Understanding InflationPaul Krugman keeps telling us that we need to keep stimulating the economy in America and Europe. What he rarely says too loudly is that there is a limit to how much this can be done by borrowing. The only possible source of money for that stimulation is to print it. [Of course it isn't literally printed: it is all just numbers in computers.]
When GFC/I hit, then banks did start printing money. They called it "Quantitative Easing". They used the printed money to buy bonds, and they promised that they would later unprint the money by selling the bonds. Printing money is criticized for causing inflation. Commentators seem to have no trouble saying this with a straight face when the reality in America and Europe is damaging deflation. We can certainly agree that unprinting money at this time will add to deflation.
So why is everyone so hysterical about inflation? We are usually pointed at Germany's bout of hyperinflation in the early 1920s as a lesson in the bad things that can happen. But hang on: After their burst of hyperinflation sorted out their economy, Germany got its act together, and only 15 years later they nearly conquered the whole of Europe. Meanwhile their victorious opponents who were also basket cases in the early 1920s didn't have inflation and they were still basket cases 15 years later. So we need to understand what inflation does that is helpful. But first a foray into politics.
Listen to the debate between the stimulators (led by Paul Krugman) and the deficit-reducers (led by right-wing parties everywhere, with the left too nervous to criticize). You would think that this was a purely technical debate about how best to run the economy in the national interest. Nothing could be further from the truth. When governments act they produce winners and losers. This has the unfailing effect of bringing out the engines of disinformation on both sides. And inflation makes losers of the most powerful people on the planet: lenders and people with cash in the bank.
Inflation makes it easy for borrowers to pay back their loans. This means that borrowers come to fully own the real physical assets that were the collatoral for the loan. They then lavish care and attention on those assets and make them as productive as they can be. Consider on the other hand what happens when the economy is weak and there is also deflation. The borrowers know that they can never repay that loan. They squeeze as much value as they can out of the assets without the ability or incentive to properly maintain them. The employees who know how to operate the equipment leave. Eventually the lenders get the assets but the value of those assets is substantially reduced.
So who wins from deflation and loses from a bit of inflation? Hardly anyone. Except that this misses some important human traits. One is that we hate seeing other people get something for nothing, and there is no doubt that debtors get that with inflation. Also humans see gains and losses in relative terms: we like to do better than others, particularly our neighbors. That's why increasing standards of living don't increase happiness. So the lenders rightly see inflation as transferring real wealth from them to debtors. And the lenders are the most powerful people on the planet.

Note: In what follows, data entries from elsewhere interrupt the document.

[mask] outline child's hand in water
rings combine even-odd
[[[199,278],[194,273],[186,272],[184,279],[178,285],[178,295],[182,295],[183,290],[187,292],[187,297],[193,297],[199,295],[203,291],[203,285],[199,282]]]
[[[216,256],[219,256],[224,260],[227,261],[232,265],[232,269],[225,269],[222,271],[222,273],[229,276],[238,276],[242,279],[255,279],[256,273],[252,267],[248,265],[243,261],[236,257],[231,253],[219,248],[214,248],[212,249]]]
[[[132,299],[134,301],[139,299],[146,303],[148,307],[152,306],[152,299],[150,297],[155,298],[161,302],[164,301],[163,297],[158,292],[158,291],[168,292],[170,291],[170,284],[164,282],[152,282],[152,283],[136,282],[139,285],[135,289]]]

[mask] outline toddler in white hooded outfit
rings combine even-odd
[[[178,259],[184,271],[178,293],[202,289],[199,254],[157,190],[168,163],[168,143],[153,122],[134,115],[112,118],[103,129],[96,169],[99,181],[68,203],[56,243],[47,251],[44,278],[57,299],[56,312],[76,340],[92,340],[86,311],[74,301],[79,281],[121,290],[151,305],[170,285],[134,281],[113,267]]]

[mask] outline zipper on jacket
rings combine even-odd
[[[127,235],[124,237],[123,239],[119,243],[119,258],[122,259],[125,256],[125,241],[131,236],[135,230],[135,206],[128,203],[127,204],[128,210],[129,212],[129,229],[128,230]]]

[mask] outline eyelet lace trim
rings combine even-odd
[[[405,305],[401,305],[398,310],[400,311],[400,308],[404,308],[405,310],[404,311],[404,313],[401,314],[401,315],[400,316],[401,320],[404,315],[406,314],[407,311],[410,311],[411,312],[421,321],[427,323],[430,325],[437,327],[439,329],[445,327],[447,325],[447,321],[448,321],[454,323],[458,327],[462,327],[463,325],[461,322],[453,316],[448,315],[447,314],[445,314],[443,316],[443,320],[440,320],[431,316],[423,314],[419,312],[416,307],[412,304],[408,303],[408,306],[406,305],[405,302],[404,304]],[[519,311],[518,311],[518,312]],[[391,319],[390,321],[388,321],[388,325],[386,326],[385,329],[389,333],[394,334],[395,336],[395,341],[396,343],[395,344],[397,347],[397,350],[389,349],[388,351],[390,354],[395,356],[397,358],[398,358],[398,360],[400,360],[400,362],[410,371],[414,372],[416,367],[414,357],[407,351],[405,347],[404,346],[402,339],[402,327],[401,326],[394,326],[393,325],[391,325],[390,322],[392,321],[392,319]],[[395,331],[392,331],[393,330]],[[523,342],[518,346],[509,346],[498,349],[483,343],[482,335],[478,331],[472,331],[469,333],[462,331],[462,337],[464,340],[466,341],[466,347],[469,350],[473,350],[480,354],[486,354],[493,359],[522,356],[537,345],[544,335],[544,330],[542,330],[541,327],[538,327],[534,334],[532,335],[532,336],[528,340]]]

So how much inflation do we need? Our main experience since WWII is that economies run well with about 3% growth and 2% inflation. This means about 5% growth in the nominal economy (the size of the economy in dollars, without taking into account the decline in the value of the dollar). It seems likely that this applies whatever the growth rate. If the real growth rate is 10% then a 5% deflation rate won't cause any problem. On the other side of the ledger, if the economy is declining at 2% for some reason, then you need 7% inflation to keep the wheels of commerce moving. [Note that we should be taking population change into account, so that the required growth in the nominal economy is probably 3% per head of population, assuming the added people are statistically similar to the existing population. But I'll ignore this subtlety.].
Why do we need this nominal growth? Without it then people who just sit on their money, and don't try to use it to generate wealth, do nearly as well as, or perhaps better than, the people who are trying to move the economy along.
Many people think the world would work better if money was a store of value as well as being a medium of exchange. That wouldn't work. Still there is merit in society storing valuable commodities to prepare for difficult times ahead. The government could sell certificates representing a basket of stored commodities. This would act as an additional sort of money that was a store of real world value. It would be similar to the gold standard back when you really could change your notes for gold, but it would not be based on a single commodity. Certificates would be cashable for money at any time for the current market value of the commodities. When the government has less certificates than stored commodities it would sell the commodities to restore balance.
The basket of commodities would be chosen (and adapted over time) to reflect the manufacturing and direct consumption needs of society. As such it would not be a distortion of production. Compare this with people that want to restore the gold standard. This would take monetary policy out of the hands of people trying to make the economy work, and place it back into the hands of miners, alchemists and conquistadors.